Though the new rules will not require any product labeling, the compliance costs to issuers—and to any private companies in their supply chains—will be substantial. The rule effectively requires a full accounting of an entire supply chain, which may be complex or multi-layered, with issuers needing to be able to trace the conflict minerals used in their products back to the smelters where they originated. The SEC estimates the initial compliance costs will be between $2 and $3 billion, and the annual continuing cost of compliance will be between $206 and $609 million.

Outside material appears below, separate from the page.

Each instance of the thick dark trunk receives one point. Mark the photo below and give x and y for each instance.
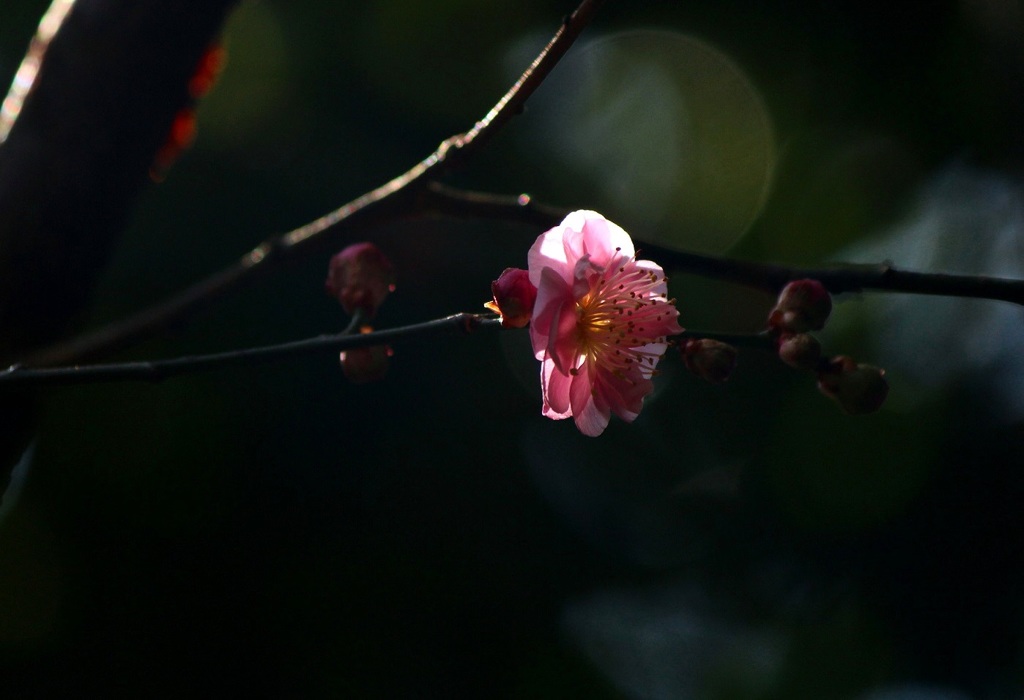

Because the final rules (unlike the draft rules) require companies to “file” the new Form SD with the SEC—instead of merely “furnishing it—failure to comply with the new rules may subject reporting issuers to potential Section 18 liability under the Securities Exchange Act.
On the same day, the SEC also issued final rules on Section 1504 of the Dodd-Frank Act, which require resource extraction issuers to publicly disclose payments made to the federal government or foreign governments as they relate to the commercial development of oil, natural gas or minerals. (View McDermott’s 2012 Dodd-Frank Act Compliance Checklist for Resource Extraction Issuers and “Conflict Mineral” Manufacturers for more information on compliance with Section 1504.)
Due to the complex supply chain inquiries that will be necessary for compliance, companies that may be subject to the new conflict minerals rules should begin the process of determining whether they fall under their authority as soon as possible.